L’amministrazione Obama ha annunciato una serie di sanzioni destinate a punire la Russia e il presidente Putin, con l’accusa di ingerenza nelle elezioni americane.

La notizia arriva dal Washington Post che citando fonti anonime, ha riferito che il pacchetto includerebbe sanzioni economiche, «censura diplomatica» e operazioni di ritorsione telematica che avranno Mosca come target. Il quotidiano ha riferito che il piano della Casa bianca prevede la revisione di un ordine esecutivo del 2015 progettato per dare a Obama il potere di rispondere agli attacchi informatici mirati a colpire l’economia degli Stati uniti o la loro sicurezza nazionale.

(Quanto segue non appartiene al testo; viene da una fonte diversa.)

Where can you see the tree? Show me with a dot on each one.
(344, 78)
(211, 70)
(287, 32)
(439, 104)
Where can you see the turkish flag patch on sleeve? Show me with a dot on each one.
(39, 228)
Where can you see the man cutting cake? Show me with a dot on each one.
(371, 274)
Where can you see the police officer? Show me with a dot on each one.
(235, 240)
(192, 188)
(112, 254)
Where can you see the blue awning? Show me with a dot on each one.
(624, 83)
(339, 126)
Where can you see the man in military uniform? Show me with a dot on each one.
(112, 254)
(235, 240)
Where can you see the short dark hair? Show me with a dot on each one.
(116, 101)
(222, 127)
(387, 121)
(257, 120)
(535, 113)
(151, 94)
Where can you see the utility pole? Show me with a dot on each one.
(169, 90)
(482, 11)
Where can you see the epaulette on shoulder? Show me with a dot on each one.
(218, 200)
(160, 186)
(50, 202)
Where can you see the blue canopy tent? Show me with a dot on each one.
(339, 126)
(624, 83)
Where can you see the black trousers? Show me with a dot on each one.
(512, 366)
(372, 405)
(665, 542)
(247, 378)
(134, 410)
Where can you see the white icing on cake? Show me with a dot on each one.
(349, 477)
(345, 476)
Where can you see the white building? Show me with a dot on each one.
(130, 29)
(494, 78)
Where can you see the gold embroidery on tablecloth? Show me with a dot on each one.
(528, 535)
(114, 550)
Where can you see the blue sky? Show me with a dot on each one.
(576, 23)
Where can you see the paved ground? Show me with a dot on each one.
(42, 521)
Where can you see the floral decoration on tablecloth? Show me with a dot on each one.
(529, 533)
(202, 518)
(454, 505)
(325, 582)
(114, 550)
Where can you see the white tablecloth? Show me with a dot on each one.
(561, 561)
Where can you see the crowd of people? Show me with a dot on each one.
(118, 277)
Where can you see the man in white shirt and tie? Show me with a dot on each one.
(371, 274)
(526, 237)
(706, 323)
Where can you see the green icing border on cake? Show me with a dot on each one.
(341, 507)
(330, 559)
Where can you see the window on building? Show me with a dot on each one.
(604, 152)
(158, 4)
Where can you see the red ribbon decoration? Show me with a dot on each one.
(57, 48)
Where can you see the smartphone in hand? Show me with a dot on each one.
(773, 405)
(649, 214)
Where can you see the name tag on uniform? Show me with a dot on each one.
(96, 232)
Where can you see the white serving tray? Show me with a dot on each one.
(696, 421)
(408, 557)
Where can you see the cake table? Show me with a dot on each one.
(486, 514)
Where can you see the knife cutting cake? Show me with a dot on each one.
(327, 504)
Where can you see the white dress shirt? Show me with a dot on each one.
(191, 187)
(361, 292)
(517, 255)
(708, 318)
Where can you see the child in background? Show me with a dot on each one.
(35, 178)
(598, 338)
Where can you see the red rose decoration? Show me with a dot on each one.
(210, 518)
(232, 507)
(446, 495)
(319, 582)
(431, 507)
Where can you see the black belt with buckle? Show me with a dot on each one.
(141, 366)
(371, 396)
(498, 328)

LE SANZIONI possono includere il congelamento di denaro e altri beni situati negli Usa e il divieto ad personam di utilizzare il sistema bancario americano.

I FUNZIONARI RUSSI hanno negato le accuse di interferenza nelle elezioni, ma Obama continua ad accusare Putin di aver orchestrato una serie di hack per esporre segreti imbarazzanti del Comitato nazionale democratico ed inficiare così la campagna presidenziale di Hillary Clinton. Sarebbe bastato questo, quindi, esporre le comunicazioni private del partito democratico, per far crollare la candidatura Clinton.

In questo modo si attenuano le responsabilità della macchina democratica nella sconfitta elettorale: la debolezza della candidatura, le macchinazioni burocratiche del marchingegno democratico anti Sanders, gli errori di valutazione che negli ultimi giorni hanno portato Clinton a far campagna nei luoghi sbagliati. .

QUESTE SANZIONI AMERICANE, inoltre, assegnano a Putin il ruolo di «super burattinaio» in grado di decidere le sorti di qualunque altro Stato inclusa la potente America.

Quest’ultima, la super potenza mondiale, mentre punisce i russi, si presenta come debole ed in balìa della prima incursione telematica consegnata a Wikileaks. L’annuncio della ritorsione fa parte di una serie di misure prese in extremis da Obama, anche perché ora trova meno opposizione: dalla protezione dell’Artico al veto ad Israele, si tratta di misure volte a contrastare l’entrante amministrazione Trump il quale, da parte sua, sta prendendo ogni mossa della Casa bianca come un’offesa personale. Decisioni sulle quali, naturalmente, twitta senza censure. Nelle sole prime ore della mattina di mercoledì il presidente eletto ha attaccato l’Onu, ha promesso protezione ad Israele e di fare carta straccia dell’Irandeal, ha tacciato di «disonestà» la Nbc, ha affermato che Obama non sarebbe mai stato in grado di batterlo e si è lamentato per una transizione che a suo dire non è facilitata dall’amministrazione uscente, il tutto con toni non proprio presidenziali ed una veemenza tale da far ricordare come non sia mai accaduto che un presidente eletto interferisse così tanto con l’amministrazione in carica, per la legge non scritta del «un presidente alla volta».

Trump invece non si tiene e commenta ogni mossa del presidente in carica concludendo ogni volta usando le maiuscole per «urlare» che dal 20 gennaio – finalmente, per lui – cambierà tutto.